Caso di vigliaccheria personale e di protezione politica a alti livelli niente male. Mary Mapes aveva in mano però solo una fotocopia di una lettera scritta da un ten. Colonnello, Killian, e conservato da un ufficiale, Bill Burkett, interpretato da un vecchio Stacy Keach, che sbugiardava letteralmente Bush. Solo che, appena uscito il servizio, la ABC lanciò un controservizio sulla possibile falsità di quella fotocopia e di tutto il servizio. Dove sono gli originali? Ahi!

john kerryjohn kerry

 

Inoltre il font, Times New Roman, lo stesso che personalmente uso da sempre, sembrava provenire da un computer e non da una macchina da scrivere e il “th” piccolo di 111th battaglione sembrava troppo moderno.
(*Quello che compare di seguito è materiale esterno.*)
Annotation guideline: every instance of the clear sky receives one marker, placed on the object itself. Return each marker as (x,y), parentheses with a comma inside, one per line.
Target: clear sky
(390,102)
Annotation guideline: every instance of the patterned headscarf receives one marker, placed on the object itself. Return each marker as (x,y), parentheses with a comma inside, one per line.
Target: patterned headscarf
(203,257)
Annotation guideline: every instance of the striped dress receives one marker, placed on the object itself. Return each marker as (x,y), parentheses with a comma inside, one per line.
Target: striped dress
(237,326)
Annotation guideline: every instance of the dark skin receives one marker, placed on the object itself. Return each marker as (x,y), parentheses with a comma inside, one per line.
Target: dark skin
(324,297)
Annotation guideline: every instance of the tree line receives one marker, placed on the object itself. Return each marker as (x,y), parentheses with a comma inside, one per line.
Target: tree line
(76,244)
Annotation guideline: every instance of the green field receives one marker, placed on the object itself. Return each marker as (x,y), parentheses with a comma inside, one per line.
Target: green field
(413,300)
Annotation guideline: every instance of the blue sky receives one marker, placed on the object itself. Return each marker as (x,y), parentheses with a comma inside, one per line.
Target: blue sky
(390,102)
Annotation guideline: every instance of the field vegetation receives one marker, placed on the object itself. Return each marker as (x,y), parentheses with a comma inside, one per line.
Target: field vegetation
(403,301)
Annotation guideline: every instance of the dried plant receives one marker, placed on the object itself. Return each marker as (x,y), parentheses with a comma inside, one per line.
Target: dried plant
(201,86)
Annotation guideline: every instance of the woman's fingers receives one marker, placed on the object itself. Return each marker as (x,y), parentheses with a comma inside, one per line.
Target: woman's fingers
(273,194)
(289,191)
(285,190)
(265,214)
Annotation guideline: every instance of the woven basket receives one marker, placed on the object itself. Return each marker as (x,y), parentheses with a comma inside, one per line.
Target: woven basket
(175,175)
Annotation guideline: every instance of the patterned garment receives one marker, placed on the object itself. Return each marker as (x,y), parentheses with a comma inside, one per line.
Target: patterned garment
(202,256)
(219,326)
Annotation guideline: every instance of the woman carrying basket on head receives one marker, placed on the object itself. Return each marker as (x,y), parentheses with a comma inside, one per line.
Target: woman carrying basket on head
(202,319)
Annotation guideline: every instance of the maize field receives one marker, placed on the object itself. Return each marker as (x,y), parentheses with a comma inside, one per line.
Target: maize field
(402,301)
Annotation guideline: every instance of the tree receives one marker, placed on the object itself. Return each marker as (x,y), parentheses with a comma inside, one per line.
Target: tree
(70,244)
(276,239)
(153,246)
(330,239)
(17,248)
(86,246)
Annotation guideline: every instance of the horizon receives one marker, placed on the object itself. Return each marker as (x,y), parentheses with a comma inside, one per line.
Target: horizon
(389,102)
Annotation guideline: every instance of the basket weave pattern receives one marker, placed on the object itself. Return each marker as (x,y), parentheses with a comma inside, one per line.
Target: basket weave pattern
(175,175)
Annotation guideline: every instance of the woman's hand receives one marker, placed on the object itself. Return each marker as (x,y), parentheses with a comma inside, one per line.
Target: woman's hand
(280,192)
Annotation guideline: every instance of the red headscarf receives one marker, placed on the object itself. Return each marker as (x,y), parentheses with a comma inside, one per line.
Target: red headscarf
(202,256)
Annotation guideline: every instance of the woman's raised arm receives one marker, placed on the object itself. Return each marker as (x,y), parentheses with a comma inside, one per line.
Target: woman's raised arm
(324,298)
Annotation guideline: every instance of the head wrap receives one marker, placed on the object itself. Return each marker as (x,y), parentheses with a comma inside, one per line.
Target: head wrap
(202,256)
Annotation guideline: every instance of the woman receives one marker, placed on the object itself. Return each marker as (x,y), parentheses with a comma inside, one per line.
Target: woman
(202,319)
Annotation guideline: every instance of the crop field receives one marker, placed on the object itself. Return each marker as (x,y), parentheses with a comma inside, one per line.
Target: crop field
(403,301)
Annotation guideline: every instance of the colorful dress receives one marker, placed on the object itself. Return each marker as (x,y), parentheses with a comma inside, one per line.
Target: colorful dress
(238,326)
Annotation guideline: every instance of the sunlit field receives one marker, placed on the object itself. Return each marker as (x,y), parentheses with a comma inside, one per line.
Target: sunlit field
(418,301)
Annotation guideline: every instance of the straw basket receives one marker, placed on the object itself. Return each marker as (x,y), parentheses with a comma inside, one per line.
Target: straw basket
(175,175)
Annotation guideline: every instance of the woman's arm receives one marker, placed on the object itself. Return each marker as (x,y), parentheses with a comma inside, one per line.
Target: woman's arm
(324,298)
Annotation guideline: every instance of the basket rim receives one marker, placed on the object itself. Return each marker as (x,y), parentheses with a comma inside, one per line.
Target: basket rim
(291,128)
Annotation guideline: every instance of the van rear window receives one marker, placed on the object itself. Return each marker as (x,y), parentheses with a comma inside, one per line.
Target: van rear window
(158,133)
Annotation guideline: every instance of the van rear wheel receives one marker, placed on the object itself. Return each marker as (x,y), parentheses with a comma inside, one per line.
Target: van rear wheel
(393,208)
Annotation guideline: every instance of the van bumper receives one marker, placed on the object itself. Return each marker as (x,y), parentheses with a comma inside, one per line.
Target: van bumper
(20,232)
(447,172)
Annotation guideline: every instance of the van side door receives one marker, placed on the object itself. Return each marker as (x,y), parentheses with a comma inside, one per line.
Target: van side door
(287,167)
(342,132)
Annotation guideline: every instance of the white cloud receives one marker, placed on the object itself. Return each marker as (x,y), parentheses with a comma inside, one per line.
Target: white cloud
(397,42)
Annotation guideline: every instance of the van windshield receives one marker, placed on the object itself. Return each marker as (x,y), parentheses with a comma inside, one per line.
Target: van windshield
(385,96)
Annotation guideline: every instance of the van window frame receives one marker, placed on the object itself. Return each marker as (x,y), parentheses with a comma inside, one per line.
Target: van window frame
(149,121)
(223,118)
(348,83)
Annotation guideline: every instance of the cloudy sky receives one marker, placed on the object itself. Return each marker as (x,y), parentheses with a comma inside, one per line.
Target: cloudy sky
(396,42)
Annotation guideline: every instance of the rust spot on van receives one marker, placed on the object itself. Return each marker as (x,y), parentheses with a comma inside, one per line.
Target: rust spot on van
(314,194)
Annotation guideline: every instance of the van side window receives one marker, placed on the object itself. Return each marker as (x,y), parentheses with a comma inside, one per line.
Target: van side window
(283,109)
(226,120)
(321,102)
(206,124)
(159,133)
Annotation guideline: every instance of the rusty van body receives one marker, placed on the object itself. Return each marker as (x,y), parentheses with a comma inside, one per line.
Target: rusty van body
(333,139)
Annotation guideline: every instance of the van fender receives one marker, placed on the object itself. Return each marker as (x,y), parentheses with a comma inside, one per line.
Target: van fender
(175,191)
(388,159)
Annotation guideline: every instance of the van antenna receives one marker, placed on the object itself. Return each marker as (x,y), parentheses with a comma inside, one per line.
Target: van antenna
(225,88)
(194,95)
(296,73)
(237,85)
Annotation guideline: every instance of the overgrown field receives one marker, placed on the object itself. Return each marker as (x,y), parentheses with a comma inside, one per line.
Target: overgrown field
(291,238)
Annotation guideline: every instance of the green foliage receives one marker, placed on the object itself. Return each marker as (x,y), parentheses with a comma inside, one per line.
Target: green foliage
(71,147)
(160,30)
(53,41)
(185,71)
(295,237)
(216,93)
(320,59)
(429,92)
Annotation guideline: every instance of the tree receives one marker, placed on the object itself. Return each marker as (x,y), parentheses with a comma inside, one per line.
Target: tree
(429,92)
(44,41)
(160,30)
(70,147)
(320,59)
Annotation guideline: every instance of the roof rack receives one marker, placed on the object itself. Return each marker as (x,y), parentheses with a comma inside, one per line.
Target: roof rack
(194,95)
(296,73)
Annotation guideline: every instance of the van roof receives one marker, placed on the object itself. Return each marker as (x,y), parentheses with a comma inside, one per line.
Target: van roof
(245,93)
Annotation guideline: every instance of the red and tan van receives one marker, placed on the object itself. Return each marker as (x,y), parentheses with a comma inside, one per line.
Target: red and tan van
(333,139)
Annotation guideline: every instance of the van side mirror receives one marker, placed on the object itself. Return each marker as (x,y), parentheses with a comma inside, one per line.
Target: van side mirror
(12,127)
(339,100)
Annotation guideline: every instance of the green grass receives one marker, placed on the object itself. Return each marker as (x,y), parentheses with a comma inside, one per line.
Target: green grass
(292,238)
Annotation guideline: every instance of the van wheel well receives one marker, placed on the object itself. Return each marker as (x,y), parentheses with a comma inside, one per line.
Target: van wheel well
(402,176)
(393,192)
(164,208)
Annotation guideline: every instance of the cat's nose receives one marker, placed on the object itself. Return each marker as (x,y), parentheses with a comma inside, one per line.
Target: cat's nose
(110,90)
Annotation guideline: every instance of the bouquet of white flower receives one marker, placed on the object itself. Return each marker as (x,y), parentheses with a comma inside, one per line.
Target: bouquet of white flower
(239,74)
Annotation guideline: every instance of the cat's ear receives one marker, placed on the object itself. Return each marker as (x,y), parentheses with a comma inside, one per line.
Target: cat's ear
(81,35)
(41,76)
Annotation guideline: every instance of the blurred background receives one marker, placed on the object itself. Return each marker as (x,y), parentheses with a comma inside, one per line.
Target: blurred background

Le macchine da scrivere del tempo possedevano quel th, che è un po’ come il nostro “o” piccolo? Veramente io me lo ricordo nella mia vecchia Everest anni ’70.

 

E si possono fare perizie sulle fotocopie? Il caso andò avanti per molto e scatenò un vero terremoto alla CBS. Altro che le note spese dei giornalisti… Complesso thriller giornalistico che ha farà la gioia dei vecchi redattori, ammesso che dalla fusione Repubblica-Stampa qualcuno ne rimanga in vita, il film, che scorre benissimo solo se siete sul serio interessati all’argomento, ha un’ottima scrittura e ci mostra il nostro ieri giornalistico di una decina d’anni fa come fosse veramente un mondo lontanissimo. Ma Santoro che fine ha fatto? In sala da giovedì 17 marzo. E non state troppo a sentire Ferrara.